Comment 1 for bug 1633120

Revision history for this message
Jon Proulx (jproulx) wrote : Re: Nova scheduler tries to assign an already-in-use SRIOV QAT VF to a new instance (openstack-mitaka)

I ran into a very similar issue with GPU passthrough (satble/mitaka from ubuntu cloudarchive on 14.04).

In my case there was a config management bug on my end which removed the active devices from the nova DB and then when the config was fixed nova created new "available" records for all the devices including the ones currently in use.
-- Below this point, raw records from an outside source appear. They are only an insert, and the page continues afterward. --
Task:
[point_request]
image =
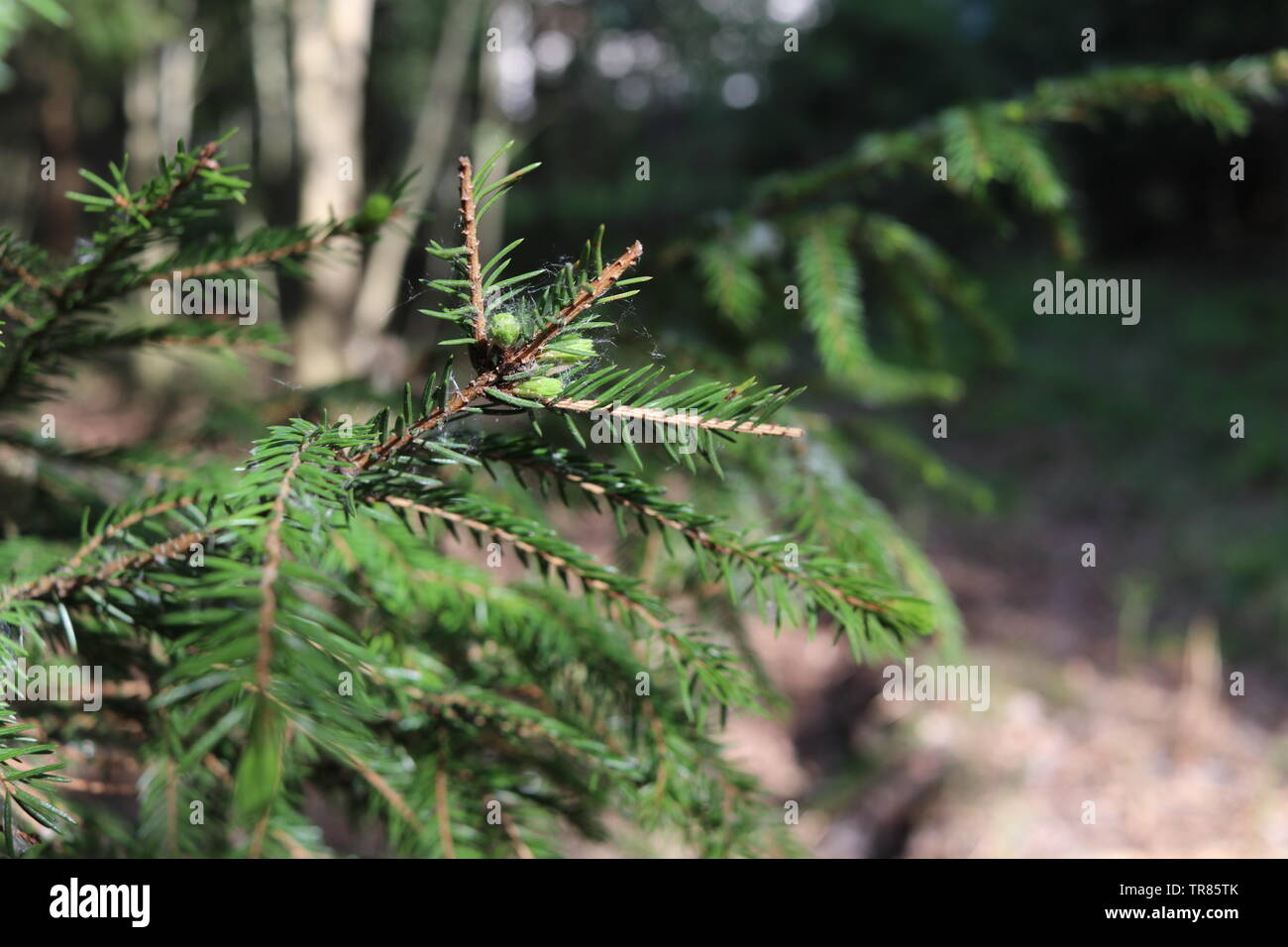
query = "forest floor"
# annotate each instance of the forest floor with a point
(1073, 757)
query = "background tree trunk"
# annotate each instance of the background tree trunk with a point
(331, 43)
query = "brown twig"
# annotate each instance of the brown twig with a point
(62, 585)
(657, 416)
(469, 226)
(271, 566)
(94, 543)
(510, 361)
(445, 817)
(519, 543)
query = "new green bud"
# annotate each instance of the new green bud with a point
(541, 388)
(375, 210)
(503, 328)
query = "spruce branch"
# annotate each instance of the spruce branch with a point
(469, 227)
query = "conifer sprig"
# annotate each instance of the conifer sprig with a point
(244, 599)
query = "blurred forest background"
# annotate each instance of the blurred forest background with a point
(1109, 684)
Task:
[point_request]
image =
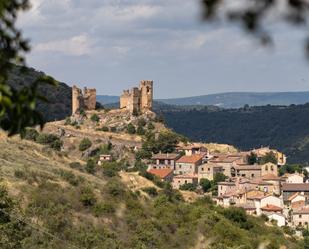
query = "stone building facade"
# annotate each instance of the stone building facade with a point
(138, 98)
(83, 100)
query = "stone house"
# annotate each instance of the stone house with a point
(193, 150)
(300, 217)
(268, 203)
(188, 164)
(163, 174)
(275, 181)
(289, 189)
(247, 171)
(208, 171)
(279, 218)
(293, 178)
(226, 187)
(104, 158)
(269, 168)
(164, 160)
(180, 180)
(227, 163)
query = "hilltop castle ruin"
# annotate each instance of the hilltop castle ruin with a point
(83, 100)
(139, 99)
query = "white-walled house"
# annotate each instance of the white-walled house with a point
(266, 204)
(279, 218)
(293, 178)
(300, 217)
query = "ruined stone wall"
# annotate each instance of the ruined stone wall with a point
(146, 88)
(85, 101)
(140, 99)
(90, 98)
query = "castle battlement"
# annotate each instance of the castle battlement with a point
(83, 100)
(138, 98)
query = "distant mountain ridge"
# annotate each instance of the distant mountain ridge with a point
(239, 99)
(230, 100)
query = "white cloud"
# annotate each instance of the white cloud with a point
(76, 46)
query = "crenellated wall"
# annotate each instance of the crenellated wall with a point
(83, 101)
(139, 99)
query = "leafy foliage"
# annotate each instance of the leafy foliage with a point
(248, 129)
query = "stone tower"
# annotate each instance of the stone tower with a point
(90, 98)
(139, 99)
(77, 99)
(83, 101)
(146, 89)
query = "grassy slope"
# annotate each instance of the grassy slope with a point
(119, 218)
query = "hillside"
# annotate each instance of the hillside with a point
(59, 105)
(62, 206)
(239, 99)
(229, 100)
(281, 127)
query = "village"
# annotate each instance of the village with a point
(249, 179)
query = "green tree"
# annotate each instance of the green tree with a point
(219, 177)
(252, 158)
(270, 157)
(90, 166)
(140, 131)
(95, 118)
(17, 107)
(131, 129)
(205, 184)
(85, 144)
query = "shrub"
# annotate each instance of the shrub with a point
(20, 174)
(90, 166)
(70, 177)
(31, 134)
(111, 169)
(76, 165)
(95, 118)
(67, 121)
(142, 122)
(56, 145)
(85, 144)
(104, 128)
(140, 131)
(87, 196)
(188, 187)
(131, 129)
(151, 191)
(113, 129)
(52, 140)
(100, 209)
(151, 126)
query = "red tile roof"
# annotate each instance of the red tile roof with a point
(304, 210)
(162, 173)
(271, 208)
(190, 159)
(295, 187)
(166, 156)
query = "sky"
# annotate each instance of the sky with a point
(111, 45)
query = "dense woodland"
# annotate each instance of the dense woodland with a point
(283, 127)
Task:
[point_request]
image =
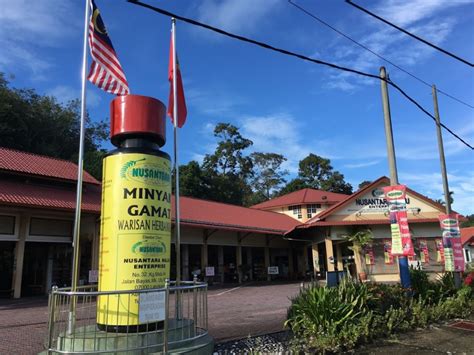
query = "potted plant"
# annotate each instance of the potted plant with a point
(360, 239)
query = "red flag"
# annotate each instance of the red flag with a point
(182, 111)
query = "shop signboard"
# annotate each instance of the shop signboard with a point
(387, 251)
(210, 271)
(401, 237)
(453, 253)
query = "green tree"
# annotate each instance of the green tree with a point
(364, 184)
(316, 172)
(267, 173)
(39, 124)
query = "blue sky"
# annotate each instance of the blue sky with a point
(283, 104)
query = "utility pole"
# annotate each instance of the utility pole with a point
(444, 175)
(392, 163)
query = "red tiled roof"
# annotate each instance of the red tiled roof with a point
(302, 197)
(360, 192)
(209, 214)
(40, 165)
(194, 212)
(51, 197)
(467, 236)
(367, 222)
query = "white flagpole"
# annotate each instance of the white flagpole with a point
(80, 170)
(176, 165)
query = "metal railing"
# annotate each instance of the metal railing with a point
(91, 321)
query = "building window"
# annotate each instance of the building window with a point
(296, 211)
(7, 225)
(311, 209)
(467, 255)
(50, 227)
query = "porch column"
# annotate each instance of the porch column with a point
(185, 262)
(220, 261)
(340, 264)
(329, 253)
(291, 269)
(315, 253)
(250, 262)
(305, 260)
(19, 255)
(238, 261)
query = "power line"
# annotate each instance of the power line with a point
(292, 54)
(410, 34)
(375, 53)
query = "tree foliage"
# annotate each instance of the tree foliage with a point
(39, 124)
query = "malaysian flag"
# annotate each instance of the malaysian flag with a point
(106, 71)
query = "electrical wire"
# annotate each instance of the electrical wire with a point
(410, 34)
(297, 55)
(376, 54)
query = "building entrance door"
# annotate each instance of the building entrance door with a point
(7, 250)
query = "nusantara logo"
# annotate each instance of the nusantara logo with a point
(377, 192)
(147, 248)
(145, 172)
(449, 222)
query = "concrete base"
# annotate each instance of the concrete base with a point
(90, 340)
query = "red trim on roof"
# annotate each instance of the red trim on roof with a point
(39, 165)
(365, 222)
(467, 235)
(304, 196)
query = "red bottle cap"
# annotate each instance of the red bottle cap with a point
(136, 116)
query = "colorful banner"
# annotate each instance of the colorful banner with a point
(401, 237)
(453, 253)
(369, 255)
(424, 252)
(387, 251)
(439, 250)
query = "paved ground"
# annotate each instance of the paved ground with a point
(234, 312)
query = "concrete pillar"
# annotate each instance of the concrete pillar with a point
(95, 247)
(267, 262)
(291, 269)
(250, 262)
(185, 262)
(19, 255)
(329, 253)
(220, 261)
(315, 261)
(340, 264)
(238, 261)
(49, 269)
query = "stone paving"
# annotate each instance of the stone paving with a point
(234, 312)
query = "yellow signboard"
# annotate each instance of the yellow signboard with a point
(135, 235)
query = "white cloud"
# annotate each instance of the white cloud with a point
(419, 16)
(27, 26)
(362, 164)
(430, 184)
(213, 102)
(241, 16)
(64, 94)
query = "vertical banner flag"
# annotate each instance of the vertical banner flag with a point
(106, 71)
(453, 254)
(369, 255)
(182, 111)
(387, 251)
(401, 237)
(424, 252)
(439, 250)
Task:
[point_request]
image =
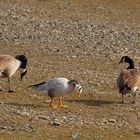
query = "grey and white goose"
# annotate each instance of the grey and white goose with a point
(128, 81)
(9, 65)
(58, 87)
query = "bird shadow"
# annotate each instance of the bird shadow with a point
(91, 102)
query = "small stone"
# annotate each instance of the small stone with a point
(105, 121)
(112, 120)
(43, 117)
(75, 135)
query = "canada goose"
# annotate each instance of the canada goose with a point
(129, 79)
(58, 87)
(9, 65)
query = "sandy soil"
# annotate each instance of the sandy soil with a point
(98, 114)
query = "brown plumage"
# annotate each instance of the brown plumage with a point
(9, 65)
(129, 79)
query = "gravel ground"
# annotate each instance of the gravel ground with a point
(80, 39)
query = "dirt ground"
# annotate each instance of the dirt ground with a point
(98, 113)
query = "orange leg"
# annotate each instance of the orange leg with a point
(60, 103)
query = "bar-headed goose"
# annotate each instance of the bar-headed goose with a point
(58, 87)
(129, 79)
(9, 65)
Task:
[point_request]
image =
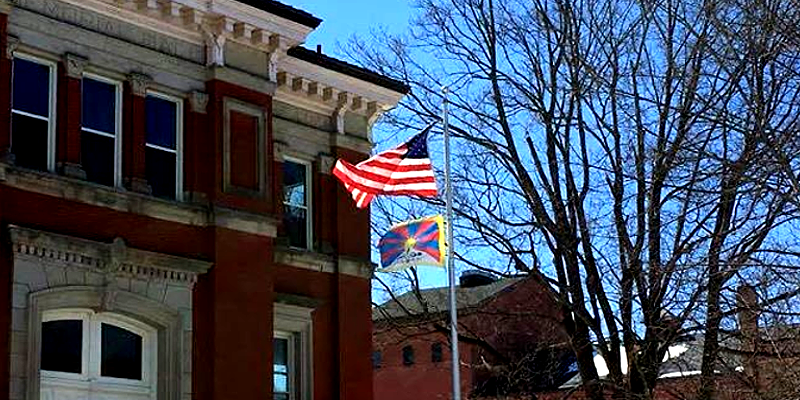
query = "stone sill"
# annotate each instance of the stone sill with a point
(318, 262)
(202, 215)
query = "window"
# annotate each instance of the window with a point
(283, 370)
(96, 354)
(436, 352)
(292, 352)
(100, 138)
(164, 145)
(408, 355)
(33, 113)
(296, 200)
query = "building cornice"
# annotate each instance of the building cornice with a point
(115, 257)
(318, 262)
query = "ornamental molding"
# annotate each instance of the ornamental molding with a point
(324, 263)
(198, 102)
(114, 258)
(214, 23)
(12, 44)
(74, 65)
(139, 83)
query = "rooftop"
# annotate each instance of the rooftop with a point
(343, 67)
(436, 300)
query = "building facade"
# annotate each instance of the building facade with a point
(510, 341)
(170, 228)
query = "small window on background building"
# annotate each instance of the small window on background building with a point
(32, 114)
(408, 355)
(120, 353)
(377, 359)
(100, 131)
(282, 368)
(163, 135)
(296, 200)
(436, 352)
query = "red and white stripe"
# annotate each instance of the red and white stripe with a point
(387, 173)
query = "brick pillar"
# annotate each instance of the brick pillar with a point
(234, 320)
(355, 337)
(196, 153)
(352, 241)
(748, 314)
(5, 87)
(353, 227)
(68, 125)
(134, 168)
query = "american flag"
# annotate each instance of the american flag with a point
(403, 170)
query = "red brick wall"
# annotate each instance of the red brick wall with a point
(233, 303)
(513, 319)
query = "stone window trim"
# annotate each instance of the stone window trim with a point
(118, 120)
(229, 105)
(52, 105)
(309, 197)
(165, 321)
(294, 319)
(111, 258)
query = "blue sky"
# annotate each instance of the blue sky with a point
(343, 19)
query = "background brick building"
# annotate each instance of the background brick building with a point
(510, 341)
(169, 226)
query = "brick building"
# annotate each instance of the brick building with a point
(510, 341)
(169, 226)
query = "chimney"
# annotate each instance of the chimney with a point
(747, 302)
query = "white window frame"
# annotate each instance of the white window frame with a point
(178, 138)
(309, 199)
(291, 363)
(90, 376)
(51, 104)
(294, 323)
(117, 136)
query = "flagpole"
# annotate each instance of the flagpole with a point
(456, 370)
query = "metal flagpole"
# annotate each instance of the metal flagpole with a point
(450, 270)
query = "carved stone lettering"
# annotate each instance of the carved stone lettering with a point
(113, 27)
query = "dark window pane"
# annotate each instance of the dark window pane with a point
(31, 87)
(161, 122)
(436, 352)
(99, 105)
(280, 365)
(161, 172)
(97, 158)
(29, 142)
(62, 345)
(296, 225)
(408, 355)
(121, 353)
(294, 183)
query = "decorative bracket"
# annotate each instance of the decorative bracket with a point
(75, 65)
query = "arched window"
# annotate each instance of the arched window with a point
(96, 355)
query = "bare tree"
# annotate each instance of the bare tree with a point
(637, 156)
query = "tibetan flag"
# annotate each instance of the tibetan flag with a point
(413, 243)
(402, 171)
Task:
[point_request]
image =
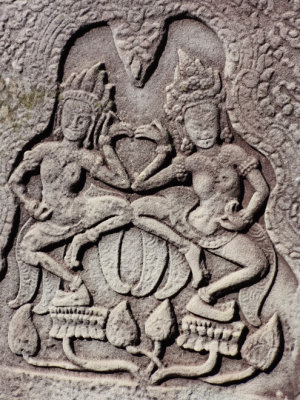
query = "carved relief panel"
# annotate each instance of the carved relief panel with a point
(149, 196)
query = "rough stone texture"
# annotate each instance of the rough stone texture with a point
(149, 199)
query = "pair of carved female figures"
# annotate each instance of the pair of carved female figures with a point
(204, 216)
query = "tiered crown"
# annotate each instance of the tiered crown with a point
(89, 86)
(192, 84)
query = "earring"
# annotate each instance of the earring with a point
(226, 135)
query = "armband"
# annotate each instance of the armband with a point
(180, 170)
(163, 148)
(248, 165)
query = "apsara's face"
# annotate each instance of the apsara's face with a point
(76, 120)
(202, 124)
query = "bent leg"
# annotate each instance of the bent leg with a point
(148, 213)
(245, 253)
(34, 241)
(92, 235)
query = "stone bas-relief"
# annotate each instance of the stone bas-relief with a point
(147, 250)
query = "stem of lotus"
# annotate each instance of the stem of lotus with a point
(230, 377)
(98, 365)
(156, 353)
(188, 371)
(41, 362)
(154, 359)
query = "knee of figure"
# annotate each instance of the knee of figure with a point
(150, 206)
(260, 263)
(29, 256)
(30, 242)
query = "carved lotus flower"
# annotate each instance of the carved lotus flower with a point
(121, 328)
(261, 348)
(161, 324)
(23, 338)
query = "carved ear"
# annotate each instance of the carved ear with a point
(88, 141)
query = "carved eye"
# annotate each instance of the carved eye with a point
(81, 120)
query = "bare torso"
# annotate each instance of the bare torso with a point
(216, 181)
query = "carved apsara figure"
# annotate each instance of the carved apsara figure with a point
(210, 216)
(66, 211)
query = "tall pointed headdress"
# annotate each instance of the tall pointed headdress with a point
(91, 87)
(193, 83)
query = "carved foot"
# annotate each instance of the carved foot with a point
(192, 256)
(71, 257)
(222, 313)
(79, 297)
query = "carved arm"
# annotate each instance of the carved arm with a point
(257, 181)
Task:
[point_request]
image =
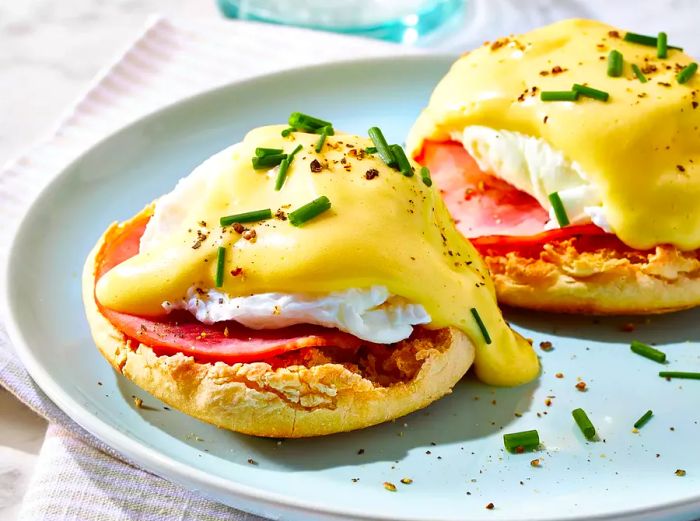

I think nova should check if duplicate "deleted" records exist and undletete them checking if the assinged instance if there is one still exists, if it does leave it assigned if it doesn't mark the resource as available in addition to undeleting.

example DB state:
> SELECT created_at,deleted_at,deleted,id,compute_node_id,address,status,instance_uuid FROM pci_devices WHERE address='0000:09:00.0';
+---------------------+---------------------+---------+----+-----------------+--------------+-----------+--------------------------------------+
| created_at | deleted_at | deleted | id | compute_node_id | address | status | instance_uuid |
+---------------------+---------------------+---------+----+-----------------+--------------+-----------+--------------------------------------+
| 2016-07-06 00:12:30 | 2016-10-13 21:04:53 | 4 | 4 | 90 | 0000:09:00.0 | allocated | 9269391a-4ce4-4c8d-993d-5ad7a9c3879b |
| 2016-10-18 18:01:35 | NULL | 0 | 12 | 90 | 0000:09:00.0 | available | NULL |
+---------------------+---------------------+---------+----+-----------------+--------------+-----------+--------------------------------------+

In this case instance ID 9269391a-4ce4-4c8d-993d-5ad7a9c3879b did exist and was using PCI 09:00.0 but it was associated in the deleted row.

I only had three devices which were affected by this (and in use) so could relatively easily fix by hand. I wonder the SRIOV issue is the same.